Kevin Kester, a fifth-generation California rancher and president of the National Cattlemen’s Beef Association, says producers from his organization view the agreement as a positive step forward with our two largest beef markets.

“This new agreement is great news for American cattle producers, and another sign that President Trump’s overall trade strategy is working,” Kester said in a statement. “Over the past quarter century, free and open trade between the United States, Mexico, and Canada has been tremendously successful for our producers, and we’re pleased that we’ll be able to maintain our existing market access while seeing other U.S. producers get a better deal than they’ve gotten in the past. Hopefully Congress will approve this new deal early next year and provide American producers with the certainty we need to continue selling our products to our partners to the north and south.”

Applaud for trade access was echoed by Robert McKnight, Jr., president of the Texas and Southwestern Cattle Raisers Association (TSCRA). “Trade is vitally important to cattle producers who, on average, send more than $2 billion in U.S. beef exports to Mexico and Canada each year. We are extremely pleased to hear the new United States-Mexico-Canada Agreement (USMCA) will maintain the market access that has been so beneficial to U.S. cattle producers over the last decade. We look forward to swift approval by Congress and the certainty of a bright future with our trading partners.”

What’s Not There

But market access is only part of the equation, says Bill Bullard, CEO, Ranchers-Cattlemen Action Legal Fund, United Stockgrowers of America.

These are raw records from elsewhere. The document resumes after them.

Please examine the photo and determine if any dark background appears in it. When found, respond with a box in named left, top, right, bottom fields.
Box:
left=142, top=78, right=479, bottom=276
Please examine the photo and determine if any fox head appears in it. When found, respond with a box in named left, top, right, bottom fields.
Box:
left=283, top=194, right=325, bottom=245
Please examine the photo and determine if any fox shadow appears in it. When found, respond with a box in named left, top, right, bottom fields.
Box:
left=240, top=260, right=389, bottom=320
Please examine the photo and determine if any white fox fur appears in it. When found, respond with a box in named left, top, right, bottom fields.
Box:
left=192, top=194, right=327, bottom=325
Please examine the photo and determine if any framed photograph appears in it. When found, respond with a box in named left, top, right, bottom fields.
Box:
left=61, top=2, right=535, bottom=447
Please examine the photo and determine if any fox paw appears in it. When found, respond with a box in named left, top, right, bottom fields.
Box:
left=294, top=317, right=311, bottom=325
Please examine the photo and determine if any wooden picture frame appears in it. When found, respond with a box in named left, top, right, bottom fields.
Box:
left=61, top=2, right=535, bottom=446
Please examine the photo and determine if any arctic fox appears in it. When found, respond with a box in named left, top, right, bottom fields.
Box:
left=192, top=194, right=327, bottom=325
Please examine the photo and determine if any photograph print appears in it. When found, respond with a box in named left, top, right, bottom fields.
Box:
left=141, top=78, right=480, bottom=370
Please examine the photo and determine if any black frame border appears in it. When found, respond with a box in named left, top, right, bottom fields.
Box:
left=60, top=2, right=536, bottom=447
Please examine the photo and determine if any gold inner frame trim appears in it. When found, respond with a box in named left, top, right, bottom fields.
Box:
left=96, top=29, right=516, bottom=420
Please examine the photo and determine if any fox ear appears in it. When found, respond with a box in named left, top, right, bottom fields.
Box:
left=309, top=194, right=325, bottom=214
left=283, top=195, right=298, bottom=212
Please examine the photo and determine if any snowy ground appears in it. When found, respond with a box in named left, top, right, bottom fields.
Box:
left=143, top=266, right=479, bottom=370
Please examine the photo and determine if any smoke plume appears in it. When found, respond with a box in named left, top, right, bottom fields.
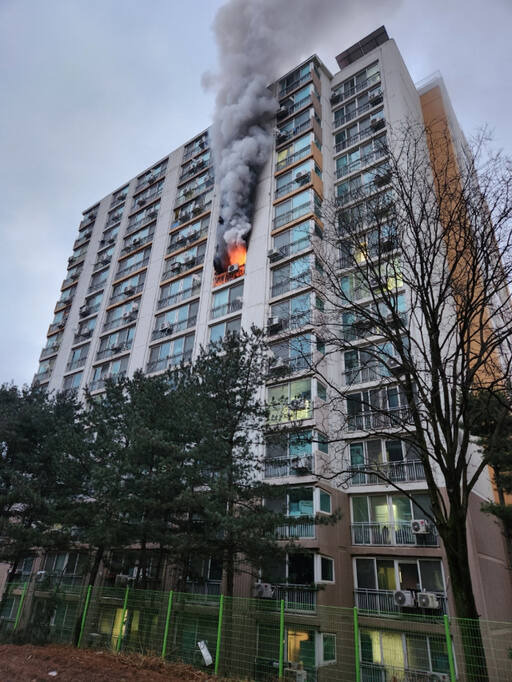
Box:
left=203, top=0, right=401, bottom=272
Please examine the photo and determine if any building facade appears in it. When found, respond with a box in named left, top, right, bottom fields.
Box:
left=13, top=28, right=511, bottom=679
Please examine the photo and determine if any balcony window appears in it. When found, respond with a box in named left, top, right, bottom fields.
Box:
left=103, top=301, right=139, bottom=331
left=151, top=301, right=199, bottom=339
left=116, top=247, right=151, bottom=279
left=66, top=343, right=91, bottom=371
left=126, top=201, right=160, bottom=232
left=163, top=242, right=206, bottom=278
left=210, top=317, right=242, bottom=343
left=157, top=273, right=201, bottom=308
left=272, top=256, right=311, bottom=296
left=355, top=557, right=447, bottom=615
left=167, top=216, right=210, bottom=253
left=331, top=62, right=380, bottom=104
left=110, top=271, right=146, bottom=303
left=146, top=334, right=194, bottom=373
left=360, top=627, right=450, bottom=682
left=267, top=378, right=313, bottom=423
left=89, top=357, right=128, bottom=391
left=211, top=282, right=244, bottom=319
left=345, top=386, right=409, bottom=431
left=96, top=327, right=135, bottom=360
left=276, top=132, right=321, bottom=171
left=351, top=493, right=438, bottom=547
left=62, top=372, right=84, bottom=391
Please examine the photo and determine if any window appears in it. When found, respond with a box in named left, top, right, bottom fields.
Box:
left=320, top=632, right=336, bottom=663
left=210, top=317, right=241, bottom=343
left=211, top=282, right=244, bottom=319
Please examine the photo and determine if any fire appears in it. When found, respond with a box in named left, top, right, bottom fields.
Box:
left=228, top=244, right=247, bottom=265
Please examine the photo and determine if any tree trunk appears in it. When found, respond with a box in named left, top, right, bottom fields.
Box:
left=439, top=510, right=489, bottom=682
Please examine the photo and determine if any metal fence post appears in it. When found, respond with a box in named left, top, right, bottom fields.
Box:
left=116, top=586, right=130, bottom=653
left=279, top=599, right=284, bottom=679
left=354, top=606, right=361, bottom=682
left=13, top=582, right=28, bottom=630
left=76, top=585, right=92, bottom=649
left=162, top=590, right=174, bottom=658
left=443, top=614, right=457, bottom=682
left=215, top=594, right=225, bottom=675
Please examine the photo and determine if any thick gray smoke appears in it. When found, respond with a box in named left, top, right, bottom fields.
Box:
left=204, top=0, right=401, bottom=271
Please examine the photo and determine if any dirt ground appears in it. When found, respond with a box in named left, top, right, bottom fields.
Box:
left=0, top=644, right=230, bottom=682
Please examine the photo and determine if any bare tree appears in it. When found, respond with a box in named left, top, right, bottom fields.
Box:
left=302, top=125, right=512, bottom=680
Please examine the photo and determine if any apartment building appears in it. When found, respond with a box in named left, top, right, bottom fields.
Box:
left=20, top=28, right=512, bottom=679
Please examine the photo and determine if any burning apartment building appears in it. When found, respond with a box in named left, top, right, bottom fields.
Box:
left=8, top=22, right=510, bottom=679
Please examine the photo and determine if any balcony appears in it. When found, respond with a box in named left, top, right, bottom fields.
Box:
left=167, top=227, right=208, bottom=253
left=264, top=455, right=314, bottom=478
left=354, top=589, right=448, bottom=616
left=115, top=255, right=149, bottom=279
left=336, top=145, right=387, bottom=180
left=274, top=584, right=317, bottom=613
left=156, top=282, right=201, bottom=310
left=151, top=315, right=197, bottom=341
left=146, top=350, right=192, bottom=374
left=344, top=407, right=410, bottom=431
left=276, top=517, right=315, bottom=540
left=348, top=460, right=425, bottom=486
left=276, top=144, right=313, bottom=171
left=174, top=177, right=214, bottom=208
left=350, top=521, right=439, bottom=547
left=331, top=73, right=380, bottom=106
left=210, top=297, right=243, bottom=320
left=89, top=370, right=126, bottom=391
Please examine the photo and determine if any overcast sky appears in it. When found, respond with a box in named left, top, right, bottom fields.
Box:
left=0, top=0, right=512, bottom=384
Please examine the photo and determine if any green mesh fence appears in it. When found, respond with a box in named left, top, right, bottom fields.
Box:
left=0, top=583, right=512, bottom=682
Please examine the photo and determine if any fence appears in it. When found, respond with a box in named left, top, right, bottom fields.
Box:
left=0, top=583, right=512, bottom=682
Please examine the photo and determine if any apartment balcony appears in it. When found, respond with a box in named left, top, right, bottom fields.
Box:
left=350, top=521, right=439, bottom=547
left=344, top=407, right=410, bottom=431
left=354, top=589, right=448, bottom=616
left=271, top=268, right=311, bottom=298
left=264, top=455, right=314, bottom=478
left=115, top=255, right=149, bottom=279
left=348, top=460, right=425, bottom=486
left=210, top=297, right=243, bottom=320
left=276, top=517, right=316, bottom=540
left=274, top=584, right=318, bottom=613
left=39, top=343, right=60, bottom=360
left=331, top=73, right=380, bottom=107
left=174, top=177, right=214, bottom=208
left=167, top=227, right=208, bottom=253
left=156, top=282, right=201, bottom=310
left=146, top=350, right=192, bottom=374
left=336, top=145, right=388, bottom=180
left=151, top=315, right=197, bottom=341
left=162, top=253, right=205, bottom=281
left=89, top=370, right=126, bottom=391
left=276, top=144, right=313, bottom=171
left=95, top=340, right=132, bottom=360
left=66, top=355, right=87, bottom=372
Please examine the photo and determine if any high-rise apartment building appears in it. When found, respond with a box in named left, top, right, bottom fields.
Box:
left=19, top=28, right=511, bottom=679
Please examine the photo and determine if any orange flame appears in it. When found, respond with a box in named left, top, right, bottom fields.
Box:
left=228, top=244, right=247, bottom=265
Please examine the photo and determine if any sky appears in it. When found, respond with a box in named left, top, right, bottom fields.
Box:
left=0, top=0, right=512, bottom=385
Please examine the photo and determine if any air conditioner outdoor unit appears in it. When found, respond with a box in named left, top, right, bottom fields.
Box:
left=252, top=583, right=275, bottom=599
left=267, top=317, right=283, bottom=334
left=417, top=592, right=439, bottom=609
left=393, top=590, right=416, bottom=607
left=411, top=519, right=430, bottom=535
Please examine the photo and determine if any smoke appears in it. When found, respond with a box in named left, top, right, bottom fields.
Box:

“We fully supported the Trump Administration’s plan to renegotiate NAFTA and while the new U.S.-Mexico-Canada Agreement includes several important improvements, such as a first ever chapter on currency manipulation, improved rules of origin for the auto industry that require higher percentages of supply-chain parts to be sourced within the three countries, and changes to NAFTA’s Investor State Dispute Settlement procedures, it nevertheless ignores the interests of America’s independent cattle farmers and ranchers.”

Namely, R-CALF wanted additional protections for the meat industry from multinational packers.

“We are deeply disappointed that the Trump Administration, like previous Administrations, has folded under the pressure of the multinational meatpackers and their allies who successfully sought to make no changes to NAFTA that would help the largest segment of American agriculture – the U.S. cattle industry – overcome the abusive market power of foreign and domestic multinational meatpackers who will continue to leverage-down the price and value of U.S. cattle under the new agreement,” Bullard said.

The agreement also does not allow the U.S. to reinstate country-of-origin labeling (COOL) requirements for beef, Bullard adds.

“The agreement appears also to contain the same rules of origin for cattle and beef as contained in the original NAFTA, as well as in the failed TPP agreement,” Bullard said. ”Those rules allow Mexico to import live cattle from South America, slaughter them in Mexico, and then export the resulting beef duty free to the U.S. where it can be mislabeled as a product of the United States. Even consumers abroad can receive USA labeled beef that is actually sourced from foreign cattle.”

“Since NAFTA, the U.S. has imported on average over 2 million tariff-free Mexican and Canadian cattle each year. If we negotiated a trade agreement that allowed us to produce those cattle in America, our industry could support well over 6,000 new ranches, each with a 300-head herd size. Instead, our trade agreements continue to encourage both Canada and Mexico to overproduce. Our domestic live cattle supply chain shrank by 6.5 million domestic cattle since NAFTA and this U.S.-Mexico-Canada trade agreement will worsen our industry’s downward trend,” Bullard says.